North Korea

North Korea has a nuclear program which began after 1970 and was “frozen” in 1994 under the U.S.-North Korean Agreed Framework.  This agreement began to break down in late 2002, when North Korea was accused of operating a uranium enrichment program. Since the break down of the program aimed at dismantling the North Korean nuclear infrastructure, the DPRK has conducted what are suspected to be nuclear device tests in 2006 and later in 2009 following its withdrawal from the Six Party Talks as a reaction to the U.N. Security Council resolution condemning DPRK’s long range missile tests. In September 2009 North Korea also claimed to be in the final stages of the development of a uranium enrichment program.

In February 2007, ISIS estimated that North Korea had produced a total plutonium stockpile of between 46 and 64 kilograms, of which 28-50 kilograms could be in separated form and usable in nuclear weapons. This assessment was based on a study of how much plutonium could have been produced in the fuel in the five megawatt-electric reactor and how much plutonium was subsequently separated in the Radiochemical Laboratory.

Suspected Military Stocks of Fissile Material, end of 2003 (in kilograms)1,2
Unirradiated Plutonium15-40
Highly Enriched Uranium (HEU)?
Number of Weapons2-9

Learn more by reading the ISIS Reports on North Korea here and by visiting the section on the Verifiable Dismantlement of North Korea’s Nuclear Weapons Program here.

 

[Summary Table]

 


1 From Global Fissile Material Inventories, June 2004.

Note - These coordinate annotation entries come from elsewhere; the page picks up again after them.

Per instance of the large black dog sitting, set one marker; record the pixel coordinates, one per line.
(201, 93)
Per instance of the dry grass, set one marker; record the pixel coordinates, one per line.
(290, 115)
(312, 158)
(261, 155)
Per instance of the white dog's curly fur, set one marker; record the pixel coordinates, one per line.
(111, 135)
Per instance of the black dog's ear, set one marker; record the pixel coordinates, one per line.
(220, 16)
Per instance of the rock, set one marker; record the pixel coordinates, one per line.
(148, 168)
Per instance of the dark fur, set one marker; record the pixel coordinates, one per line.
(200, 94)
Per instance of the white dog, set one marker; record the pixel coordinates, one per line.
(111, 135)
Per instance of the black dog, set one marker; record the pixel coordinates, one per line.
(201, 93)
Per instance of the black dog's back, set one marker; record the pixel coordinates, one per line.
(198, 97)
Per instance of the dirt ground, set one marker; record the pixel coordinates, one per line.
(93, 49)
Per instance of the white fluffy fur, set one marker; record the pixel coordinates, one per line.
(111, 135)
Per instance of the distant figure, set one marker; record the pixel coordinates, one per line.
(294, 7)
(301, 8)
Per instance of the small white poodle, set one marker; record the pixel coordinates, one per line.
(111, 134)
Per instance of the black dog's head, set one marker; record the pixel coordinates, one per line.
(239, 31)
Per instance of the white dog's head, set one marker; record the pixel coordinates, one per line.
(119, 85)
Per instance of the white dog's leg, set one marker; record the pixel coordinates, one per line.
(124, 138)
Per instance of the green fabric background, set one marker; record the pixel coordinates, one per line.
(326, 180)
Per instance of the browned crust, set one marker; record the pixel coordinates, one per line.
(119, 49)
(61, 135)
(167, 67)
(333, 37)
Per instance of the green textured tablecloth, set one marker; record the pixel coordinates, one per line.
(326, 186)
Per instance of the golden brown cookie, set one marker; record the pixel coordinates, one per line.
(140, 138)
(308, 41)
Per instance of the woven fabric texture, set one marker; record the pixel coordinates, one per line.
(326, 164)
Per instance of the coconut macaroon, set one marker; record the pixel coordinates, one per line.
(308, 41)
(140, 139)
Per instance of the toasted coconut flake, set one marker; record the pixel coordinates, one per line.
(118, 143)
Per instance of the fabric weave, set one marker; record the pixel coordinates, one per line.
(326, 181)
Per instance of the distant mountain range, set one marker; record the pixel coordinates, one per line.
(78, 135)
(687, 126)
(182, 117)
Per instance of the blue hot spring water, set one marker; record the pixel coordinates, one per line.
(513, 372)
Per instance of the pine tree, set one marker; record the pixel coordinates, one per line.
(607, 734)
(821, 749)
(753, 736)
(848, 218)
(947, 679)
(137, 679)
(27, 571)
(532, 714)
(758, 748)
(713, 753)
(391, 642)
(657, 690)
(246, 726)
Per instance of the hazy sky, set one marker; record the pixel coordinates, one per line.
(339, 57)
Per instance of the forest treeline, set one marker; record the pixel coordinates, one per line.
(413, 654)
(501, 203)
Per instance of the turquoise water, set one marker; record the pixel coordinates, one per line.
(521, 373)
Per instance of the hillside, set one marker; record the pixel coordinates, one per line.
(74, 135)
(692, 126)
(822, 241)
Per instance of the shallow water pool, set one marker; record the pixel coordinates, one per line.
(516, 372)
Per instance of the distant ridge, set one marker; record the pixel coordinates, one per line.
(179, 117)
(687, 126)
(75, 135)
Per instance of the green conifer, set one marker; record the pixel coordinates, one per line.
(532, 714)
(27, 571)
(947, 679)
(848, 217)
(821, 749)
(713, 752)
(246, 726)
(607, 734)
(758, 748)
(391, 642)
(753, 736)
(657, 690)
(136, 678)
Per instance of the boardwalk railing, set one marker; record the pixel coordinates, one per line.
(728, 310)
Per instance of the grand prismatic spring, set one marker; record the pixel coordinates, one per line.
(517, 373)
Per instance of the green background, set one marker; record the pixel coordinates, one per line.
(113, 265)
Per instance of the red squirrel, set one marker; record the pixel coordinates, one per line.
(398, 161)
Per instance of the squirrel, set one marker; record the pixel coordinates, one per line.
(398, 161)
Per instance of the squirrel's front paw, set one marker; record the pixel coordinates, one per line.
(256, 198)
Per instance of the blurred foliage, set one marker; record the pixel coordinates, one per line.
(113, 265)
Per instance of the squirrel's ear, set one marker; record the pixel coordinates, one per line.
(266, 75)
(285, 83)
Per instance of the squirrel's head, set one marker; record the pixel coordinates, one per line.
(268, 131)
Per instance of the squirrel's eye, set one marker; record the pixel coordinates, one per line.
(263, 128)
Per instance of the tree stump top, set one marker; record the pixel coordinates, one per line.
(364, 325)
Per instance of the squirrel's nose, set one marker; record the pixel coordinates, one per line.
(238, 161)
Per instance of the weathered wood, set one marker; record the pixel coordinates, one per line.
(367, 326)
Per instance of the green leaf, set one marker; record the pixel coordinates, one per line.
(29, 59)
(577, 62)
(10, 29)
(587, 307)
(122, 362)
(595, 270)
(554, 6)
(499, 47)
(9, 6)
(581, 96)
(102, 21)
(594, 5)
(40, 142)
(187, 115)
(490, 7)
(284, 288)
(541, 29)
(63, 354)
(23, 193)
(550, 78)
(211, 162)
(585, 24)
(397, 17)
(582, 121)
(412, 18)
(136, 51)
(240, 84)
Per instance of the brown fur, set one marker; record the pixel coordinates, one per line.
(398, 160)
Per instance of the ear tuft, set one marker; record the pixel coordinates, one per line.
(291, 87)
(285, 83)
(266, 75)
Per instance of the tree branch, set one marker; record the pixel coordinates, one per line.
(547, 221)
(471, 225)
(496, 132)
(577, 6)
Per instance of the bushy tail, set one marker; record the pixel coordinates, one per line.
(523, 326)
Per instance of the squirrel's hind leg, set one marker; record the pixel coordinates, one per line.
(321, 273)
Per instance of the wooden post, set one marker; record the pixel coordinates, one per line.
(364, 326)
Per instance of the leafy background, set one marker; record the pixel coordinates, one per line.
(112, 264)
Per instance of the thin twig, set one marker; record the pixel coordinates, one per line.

2 Because of the difficulty of estimating North Korea’s plutonium stock, only a range is provided.  North Korea has separated plutonium during two periods.  It may have separated up to about 10 kilograms of plutonium prior to 1993. North Korea has stated that during the first half of 2003 it separated all the plutonium in a stock of fuel irradiated prior to mid-1994.  Most experts accept that North Korea has separated a significant amount of plutonium from this irradiated fuel, but questions remain about whether North Korea separated all or the bulk of the plutonium in this fuel.  The amount separated from this spent fuel is therefore preliminarily estimated to be between 15 and 30 kilograms of plutonium.  In total, North Korea has an estimated 15-40 kilograms of separated plutonium.  North Korea may have used gas centrifuges to enrich uranium.  Available information suggests that little, if any, HEU has been produced in this program, but a great deal of uncertainty surrounds this issue.